The topic of domestic abuse has been front and center in the media reports over the last several weeks with Amber Heard, Johnny Depp’s wife, appearing in court on May 27 with a bruised cheek and asking for a temporary restraining order against Johnny Depp.

Despite rumors of domestic violence, however, Depp has been spotted out and about with onlookers describing his appearance as “at ease” and “fine.” He even reportedly stayed out until the wee hours of the morning at a bar last week “chatting” with a woman.

Depp’s legal team has fought back against the allegations of domestic abuse accusing Heard of “cooking up the abuse stories” to influence the judge’s decision and hopefully encourage him to agree to Heard’s request for an estimated $50,000 in spousal support each month to help pay for her current marital lifestyle.

Will domestic abuse increase our spousal support payments?

So the issue of domestic abuse in a marriage raises an interesting question. In fact, on our legal forum this week we received a question about this issue. Theresa in Dallas asked, “I have been the victim of domestic abuse by my husband for five years. I have finally gotten the courage to leave and ask for a divorce. I am wondering if the domestic abuse I have suffered for all of these years will entitle me to higher spousal support payments?”

How is spousal support determined?

Spousal support requirements are specifically created to address the disparity of income after a divorce. To find out more about how spousal support is calculated in your state you will need to review your state’s family code.

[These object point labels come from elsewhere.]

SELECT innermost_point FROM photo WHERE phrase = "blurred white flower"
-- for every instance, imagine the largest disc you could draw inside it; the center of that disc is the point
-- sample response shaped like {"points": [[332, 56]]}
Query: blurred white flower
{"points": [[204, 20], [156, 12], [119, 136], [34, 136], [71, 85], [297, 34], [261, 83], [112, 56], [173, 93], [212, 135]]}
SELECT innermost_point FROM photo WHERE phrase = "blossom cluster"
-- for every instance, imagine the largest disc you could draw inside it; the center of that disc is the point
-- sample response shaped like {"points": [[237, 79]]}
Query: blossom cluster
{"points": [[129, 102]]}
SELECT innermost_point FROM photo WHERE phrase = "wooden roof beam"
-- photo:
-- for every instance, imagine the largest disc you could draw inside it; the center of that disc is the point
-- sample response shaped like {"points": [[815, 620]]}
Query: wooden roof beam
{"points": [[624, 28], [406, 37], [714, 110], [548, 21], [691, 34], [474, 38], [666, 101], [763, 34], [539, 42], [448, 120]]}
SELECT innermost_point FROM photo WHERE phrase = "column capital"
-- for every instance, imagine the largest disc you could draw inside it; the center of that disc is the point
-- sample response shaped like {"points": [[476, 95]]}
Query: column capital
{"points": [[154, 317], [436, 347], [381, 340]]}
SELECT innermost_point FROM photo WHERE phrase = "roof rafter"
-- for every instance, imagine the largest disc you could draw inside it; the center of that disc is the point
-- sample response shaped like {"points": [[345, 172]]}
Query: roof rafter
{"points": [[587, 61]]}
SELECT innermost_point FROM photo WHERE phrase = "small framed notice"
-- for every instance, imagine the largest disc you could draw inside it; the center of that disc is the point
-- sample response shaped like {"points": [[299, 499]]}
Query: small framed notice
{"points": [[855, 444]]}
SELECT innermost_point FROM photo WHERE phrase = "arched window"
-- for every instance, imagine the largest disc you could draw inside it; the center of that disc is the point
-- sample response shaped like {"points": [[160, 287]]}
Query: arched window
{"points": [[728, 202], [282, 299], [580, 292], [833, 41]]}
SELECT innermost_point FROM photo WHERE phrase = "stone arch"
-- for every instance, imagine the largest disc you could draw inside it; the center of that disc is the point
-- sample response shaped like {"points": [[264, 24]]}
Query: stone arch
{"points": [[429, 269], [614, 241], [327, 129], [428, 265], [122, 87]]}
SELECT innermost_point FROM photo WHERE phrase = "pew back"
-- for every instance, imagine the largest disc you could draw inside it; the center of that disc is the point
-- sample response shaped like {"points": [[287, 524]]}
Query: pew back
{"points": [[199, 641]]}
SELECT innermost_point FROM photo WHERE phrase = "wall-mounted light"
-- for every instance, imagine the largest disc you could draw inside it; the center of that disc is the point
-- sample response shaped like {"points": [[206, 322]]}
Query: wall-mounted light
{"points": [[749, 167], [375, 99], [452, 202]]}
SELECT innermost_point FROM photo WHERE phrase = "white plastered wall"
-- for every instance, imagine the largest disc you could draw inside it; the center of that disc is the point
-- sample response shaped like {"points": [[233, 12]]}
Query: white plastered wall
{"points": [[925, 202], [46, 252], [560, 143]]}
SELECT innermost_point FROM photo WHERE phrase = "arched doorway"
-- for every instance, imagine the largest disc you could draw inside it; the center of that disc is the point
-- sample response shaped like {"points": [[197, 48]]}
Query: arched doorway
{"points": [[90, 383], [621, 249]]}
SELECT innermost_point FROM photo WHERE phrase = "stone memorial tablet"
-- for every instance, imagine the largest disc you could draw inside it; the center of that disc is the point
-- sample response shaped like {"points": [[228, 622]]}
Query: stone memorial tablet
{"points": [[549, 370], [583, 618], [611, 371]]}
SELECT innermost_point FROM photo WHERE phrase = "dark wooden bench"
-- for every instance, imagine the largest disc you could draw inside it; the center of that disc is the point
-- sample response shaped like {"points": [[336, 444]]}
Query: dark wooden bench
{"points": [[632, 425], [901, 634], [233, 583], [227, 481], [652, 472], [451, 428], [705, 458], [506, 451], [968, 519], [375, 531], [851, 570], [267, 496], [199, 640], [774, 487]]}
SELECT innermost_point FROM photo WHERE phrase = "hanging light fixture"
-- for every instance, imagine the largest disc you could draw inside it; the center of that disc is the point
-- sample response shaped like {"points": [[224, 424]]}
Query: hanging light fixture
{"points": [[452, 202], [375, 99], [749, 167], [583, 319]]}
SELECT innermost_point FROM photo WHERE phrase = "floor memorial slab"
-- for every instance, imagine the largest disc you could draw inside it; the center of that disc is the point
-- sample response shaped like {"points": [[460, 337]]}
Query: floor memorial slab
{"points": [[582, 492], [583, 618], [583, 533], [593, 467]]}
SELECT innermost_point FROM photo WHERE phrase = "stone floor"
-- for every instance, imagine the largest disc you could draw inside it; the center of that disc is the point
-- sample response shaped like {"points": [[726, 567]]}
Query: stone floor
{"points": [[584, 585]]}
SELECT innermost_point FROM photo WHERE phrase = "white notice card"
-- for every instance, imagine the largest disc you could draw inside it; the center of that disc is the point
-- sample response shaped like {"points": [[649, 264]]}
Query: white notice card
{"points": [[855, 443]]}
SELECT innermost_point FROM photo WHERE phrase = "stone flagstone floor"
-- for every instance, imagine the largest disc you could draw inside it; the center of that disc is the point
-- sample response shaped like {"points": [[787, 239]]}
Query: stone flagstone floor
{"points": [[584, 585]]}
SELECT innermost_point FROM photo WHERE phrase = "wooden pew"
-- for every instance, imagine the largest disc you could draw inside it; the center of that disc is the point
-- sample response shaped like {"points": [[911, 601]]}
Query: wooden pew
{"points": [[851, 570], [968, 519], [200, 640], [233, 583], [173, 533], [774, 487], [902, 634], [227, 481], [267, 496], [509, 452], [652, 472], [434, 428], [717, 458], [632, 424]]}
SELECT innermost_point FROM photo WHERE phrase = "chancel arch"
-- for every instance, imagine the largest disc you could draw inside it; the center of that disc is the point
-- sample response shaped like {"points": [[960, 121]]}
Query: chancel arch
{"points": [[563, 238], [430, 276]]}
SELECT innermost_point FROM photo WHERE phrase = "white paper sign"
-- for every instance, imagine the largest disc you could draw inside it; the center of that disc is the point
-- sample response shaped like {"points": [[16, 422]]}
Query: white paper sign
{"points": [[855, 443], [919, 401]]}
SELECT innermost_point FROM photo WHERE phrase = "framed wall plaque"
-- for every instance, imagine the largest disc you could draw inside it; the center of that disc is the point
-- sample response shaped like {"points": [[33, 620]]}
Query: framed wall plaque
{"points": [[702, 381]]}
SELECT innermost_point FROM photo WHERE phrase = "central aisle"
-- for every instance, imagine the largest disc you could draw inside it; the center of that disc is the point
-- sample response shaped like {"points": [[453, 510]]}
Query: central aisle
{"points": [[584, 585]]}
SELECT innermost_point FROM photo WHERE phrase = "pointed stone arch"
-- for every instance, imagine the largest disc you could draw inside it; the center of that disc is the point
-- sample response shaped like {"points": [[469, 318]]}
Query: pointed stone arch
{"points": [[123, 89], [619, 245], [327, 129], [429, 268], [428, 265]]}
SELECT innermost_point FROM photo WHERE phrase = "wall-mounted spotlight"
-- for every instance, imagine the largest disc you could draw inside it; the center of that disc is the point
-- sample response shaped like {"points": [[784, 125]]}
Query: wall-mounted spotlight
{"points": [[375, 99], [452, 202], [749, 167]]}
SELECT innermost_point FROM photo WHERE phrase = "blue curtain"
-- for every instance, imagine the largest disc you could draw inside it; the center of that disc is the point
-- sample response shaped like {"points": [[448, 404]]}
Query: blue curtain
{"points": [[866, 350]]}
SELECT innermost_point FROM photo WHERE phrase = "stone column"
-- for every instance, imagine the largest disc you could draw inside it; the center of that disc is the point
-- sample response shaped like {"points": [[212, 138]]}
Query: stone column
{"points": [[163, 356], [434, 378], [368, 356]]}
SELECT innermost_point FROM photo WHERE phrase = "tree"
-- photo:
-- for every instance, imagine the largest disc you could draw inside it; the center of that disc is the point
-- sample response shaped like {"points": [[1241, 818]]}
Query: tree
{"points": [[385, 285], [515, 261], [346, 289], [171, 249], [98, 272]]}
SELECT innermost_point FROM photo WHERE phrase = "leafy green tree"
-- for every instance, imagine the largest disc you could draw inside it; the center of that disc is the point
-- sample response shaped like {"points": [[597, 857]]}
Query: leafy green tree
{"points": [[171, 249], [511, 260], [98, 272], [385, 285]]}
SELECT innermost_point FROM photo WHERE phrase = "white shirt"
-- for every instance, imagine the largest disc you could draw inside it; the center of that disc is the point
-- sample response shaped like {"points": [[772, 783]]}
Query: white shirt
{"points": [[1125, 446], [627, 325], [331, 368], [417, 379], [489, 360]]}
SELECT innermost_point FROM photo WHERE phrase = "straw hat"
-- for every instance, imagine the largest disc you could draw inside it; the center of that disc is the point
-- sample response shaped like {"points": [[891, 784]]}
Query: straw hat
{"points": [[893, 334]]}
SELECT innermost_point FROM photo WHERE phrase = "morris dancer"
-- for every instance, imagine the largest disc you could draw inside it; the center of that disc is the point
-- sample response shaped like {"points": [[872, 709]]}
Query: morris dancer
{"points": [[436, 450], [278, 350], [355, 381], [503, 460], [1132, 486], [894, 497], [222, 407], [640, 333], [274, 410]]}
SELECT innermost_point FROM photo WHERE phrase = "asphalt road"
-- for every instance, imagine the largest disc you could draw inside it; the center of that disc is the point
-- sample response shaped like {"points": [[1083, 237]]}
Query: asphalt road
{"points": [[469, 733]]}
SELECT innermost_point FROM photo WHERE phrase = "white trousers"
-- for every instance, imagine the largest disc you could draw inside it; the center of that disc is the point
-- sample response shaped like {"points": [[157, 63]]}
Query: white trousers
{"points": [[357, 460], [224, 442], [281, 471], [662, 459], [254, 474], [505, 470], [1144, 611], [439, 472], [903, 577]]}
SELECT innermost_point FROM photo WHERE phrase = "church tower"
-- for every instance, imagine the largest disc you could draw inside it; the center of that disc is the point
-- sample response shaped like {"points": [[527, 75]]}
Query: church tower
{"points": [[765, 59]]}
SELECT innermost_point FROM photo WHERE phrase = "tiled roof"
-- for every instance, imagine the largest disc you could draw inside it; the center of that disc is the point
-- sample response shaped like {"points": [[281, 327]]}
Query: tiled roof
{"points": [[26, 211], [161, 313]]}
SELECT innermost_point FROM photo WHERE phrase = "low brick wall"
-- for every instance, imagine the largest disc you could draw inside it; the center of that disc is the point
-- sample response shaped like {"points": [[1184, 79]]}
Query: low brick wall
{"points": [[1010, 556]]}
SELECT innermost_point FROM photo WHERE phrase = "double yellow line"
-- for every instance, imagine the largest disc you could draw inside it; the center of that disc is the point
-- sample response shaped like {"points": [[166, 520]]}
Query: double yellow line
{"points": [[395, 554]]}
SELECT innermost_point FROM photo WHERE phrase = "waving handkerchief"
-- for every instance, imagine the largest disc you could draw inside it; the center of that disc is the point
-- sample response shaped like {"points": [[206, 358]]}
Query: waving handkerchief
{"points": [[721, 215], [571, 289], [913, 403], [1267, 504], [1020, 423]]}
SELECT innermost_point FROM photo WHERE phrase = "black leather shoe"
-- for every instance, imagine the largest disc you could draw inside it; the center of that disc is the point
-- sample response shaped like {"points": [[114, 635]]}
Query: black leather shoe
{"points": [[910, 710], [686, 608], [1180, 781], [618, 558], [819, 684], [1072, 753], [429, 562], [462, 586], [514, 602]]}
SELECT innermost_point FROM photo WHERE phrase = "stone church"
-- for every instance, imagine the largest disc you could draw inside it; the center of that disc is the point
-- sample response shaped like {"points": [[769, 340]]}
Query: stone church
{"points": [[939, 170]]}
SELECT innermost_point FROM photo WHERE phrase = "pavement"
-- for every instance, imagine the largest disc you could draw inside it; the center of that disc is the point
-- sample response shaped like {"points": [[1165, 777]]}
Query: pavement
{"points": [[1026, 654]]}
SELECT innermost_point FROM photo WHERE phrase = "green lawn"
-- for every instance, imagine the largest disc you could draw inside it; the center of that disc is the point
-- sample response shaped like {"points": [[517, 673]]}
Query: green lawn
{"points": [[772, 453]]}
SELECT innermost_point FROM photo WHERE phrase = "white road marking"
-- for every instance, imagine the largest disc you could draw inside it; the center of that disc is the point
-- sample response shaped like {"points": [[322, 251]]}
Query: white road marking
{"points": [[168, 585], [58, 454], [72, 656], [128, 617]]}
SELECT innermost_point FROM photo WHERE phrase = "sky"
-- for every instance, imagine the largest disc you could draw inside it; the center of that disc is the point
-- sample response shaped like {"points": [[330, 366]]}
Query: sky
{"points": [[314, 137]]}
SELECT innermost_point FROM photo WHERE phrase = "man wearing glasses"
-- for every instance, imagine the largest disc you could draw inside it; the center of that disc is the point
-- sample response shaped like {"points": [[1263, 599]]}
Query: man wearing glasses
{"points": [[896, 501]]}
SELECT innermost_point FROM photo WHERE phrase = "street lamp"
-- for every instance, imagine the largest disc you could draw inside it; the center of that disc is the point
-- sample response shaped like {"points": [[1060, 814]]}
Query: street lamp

For example, California’s spousal support code is found in Section 3, Parts 1 through 5 of the California Family Code.

Some states have also instituted formulas to determine spousal support especially while the case is being settled. States will also consider a variety of other factors before issuing their final spousal support determination. Factors include the following:

  • How much each spouse earns
  • The standard of living of each spouse during the marriage
  • Whether one spouse stayed home and cared for the children
  • The educational background of the care-giving spouse
  • The needs, obligations and assets of each spouse
  • The length of the marriage
  • The ability of the spouse to work and rear the children

What about spousal abuse and spousal support?

Although some states may not consider the fault of either spouse when considering certain aspects of the divorce case, domestic abuse may be an exception. For example, it’s clear that if your husband beats you that the court could also consider this when determining child custody. In some states they may also take domestic abuse into consideration when determining spousal support and property distribution.

With this in mind, however, it’s important to talk to a divorce lawyer to find out information about the laws in your state.